Arthur Rimbaud, photographie d'Etienne Carjat


"De voir que le beau temps est dans les intérêts de chacun, et que chacun est un porc,
je hais l'été, qui me tue quand il se manifeste un peu"

Morceaux choisis

On était début juin, il faisait chaud, je feuilletais un bouquin, et je tombe sur cette citation d'Arthur Rimbaud, extraite d'une lettre à un de ses professeurs, écrite il y 125 ans, en juin également.
Je vous accorde que ce n'est sans doute pas la citation la plus glorieuse ou la plus profonde de Rimbaud, mais j'ai éclaté de rire avec cette espèce d'exaltation et de jalousie qu'on ressent à voir quelqu'un décrire, mieux qu'on ne le pourrait soi-même, son propre état d'esprit.

En fait, Rimbaud a pour lui, outre le génie et le mythe, de faire partie de ces gens rares à la personnalité si complexe et profondément humaine, que n'importe qui peut trouver en eux des enseignements, un écho de sa propre âme, bref se sentir quelque parenté d'esprit avec lui.

Ce qui a pour effet pervers d'une part qu'il est difficile de rester impersonnel lorsqu'on parle de lui. Et que tout portrait qu'on pourrait vous donner de lui serait par définition partial et ne correspondrait pas réellement à l'idée que vous vous en faites, car chaque portraitiste mettra en avant les parties de sa personnalité qu'il comprend le mieux, celles qui résonnent avec sa propre expérience.

Par exemple, la phrase que tout le monde ressort lorsqu'on parle de Rimbaud est celle-ci:

"Le Poète se fait voyant par un long, immense et raisonné dérèglement de tous les sens."

Cette simple phrase, sortie de son contexte, a servi d'alibi culturel à tous les excès pour une foultitude d'apprentis artistes, persuadés qu'il suffisait de se camer, de se saoûler, ou de perdre tout contact avec la réalité par un moyen ou un autre, pour devenir un créateur de génie. Piètre humanité, toujours prompte à reprendre à son compte ce qui l'arrange. Et à oublier au passage la fin de la citation :

"Il est chargé de l'humanité, des animaux même; il devra faire sentir, palper, écouter ses inventions; si ce qu'il rapporte de là-bas a forme, il donne forme; si c'est informe, il donne de l'informe. Trouver une langue;
[...]
L'art éternel aurait ses fonctions, comme les poètes sont citoyens. La Poésie ne ryhtmera plus l'action: elle sera en avant."
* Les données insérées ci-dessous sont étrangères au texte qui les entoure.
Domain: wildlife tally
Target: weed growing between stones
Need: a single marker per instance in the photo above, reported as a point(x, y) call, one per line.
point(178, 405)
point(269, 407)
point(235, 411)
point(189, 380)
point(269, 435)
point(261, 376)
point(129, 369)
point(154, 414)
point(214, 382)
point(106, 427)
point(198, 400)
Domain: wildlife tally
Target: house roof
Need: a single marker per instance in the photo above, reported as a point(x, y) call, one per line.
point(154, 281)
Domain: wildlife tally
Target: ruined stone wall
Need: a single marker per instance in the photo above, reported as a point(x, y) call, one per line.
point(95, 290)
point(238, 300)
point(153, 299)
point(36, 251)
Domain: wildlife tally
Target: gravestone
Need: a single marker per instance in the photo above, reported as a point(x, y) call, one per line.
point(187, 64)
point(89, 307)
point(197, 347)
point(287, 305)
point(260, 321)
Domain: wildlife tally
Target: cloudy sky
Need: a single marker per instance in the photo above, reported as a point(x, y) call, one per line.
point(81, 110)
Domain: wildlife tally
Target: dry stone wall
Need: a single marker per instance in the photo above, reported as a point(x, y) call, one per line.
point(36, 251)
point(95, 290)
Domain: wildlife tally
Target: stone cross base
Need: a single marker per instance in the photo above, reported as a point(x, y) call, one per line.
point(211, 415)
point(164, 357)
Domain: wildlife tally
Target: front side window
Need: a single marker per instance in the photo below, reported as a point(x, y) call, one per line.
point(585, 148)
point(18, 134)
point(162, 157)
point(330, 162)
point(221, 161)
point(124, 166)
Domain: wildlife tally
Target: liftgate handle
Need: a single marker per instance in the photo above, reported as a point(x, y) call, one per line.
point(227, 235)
Donc, et puisqu'il faut bien que je parle de lui, voici un aperçu bref, partial, incomplet et lapidaire de l'homme. J'ai horreur de faire des fiches biographiques, donc ça va saigner.
Arthur Rimbaud fut un poète précoce voyageur visionnaire rebelle novateur, désireux de repousser les frontières de son art pour atteindre une signification et une forme nouvelles. Il est né à Charleville le 20 octobre 1854, et mort le 10 novembre 1891 à Marseille. Il a écrit, de 14 à 23 ans à peu près, une oeuvre qui parcourt quasiment tout le spectre des possibilités de la poésie, tant dans la forme que dans le fond. Il a passé le reste de sa courte vie (une dizaine d'années) à errer à la recherche d'aventures en Afrique.
D'un point de vue plus personnel, il était affligé d'une mère qui n'est sans doute pas pour rien dans son goût pour la quête d'autres horizons, d'un amant (Paul Verlaine) en qui il trouva un distrayant compagnon de voyages réels autant que dans les sphères de l'imagination, aidés par les substances de l'époque.

En clair, Rimbaud résume la fin d'une ère et le début d'une autre, les espoirs et les travers des hommes. Il fascine parce qu'il concentre tout cela en quelques dix ans de vie et de création intense, au lieu des longues décennies d'une existence menée à petits pas.

D'ailleurs, c'est sans doute ce que j'apprécie le plus chez lui, sa concision : il a réussi à résumer en moins de dix ans de carrière l'évolution de la poésie française au cours de tout un siècle, voire plus. Le reste n'est plus qu'affaire d'affinités électives avec les sensibilités des autres poètes. Il n'y a rien de plus rare et précieux que les gens qui savent quand s'arrêter (moi par exemple je ne sais pas, la preuve...), et que Rimbaud en fasse partie n'est sûrement pas ce que le plus de gens retiennent de lui.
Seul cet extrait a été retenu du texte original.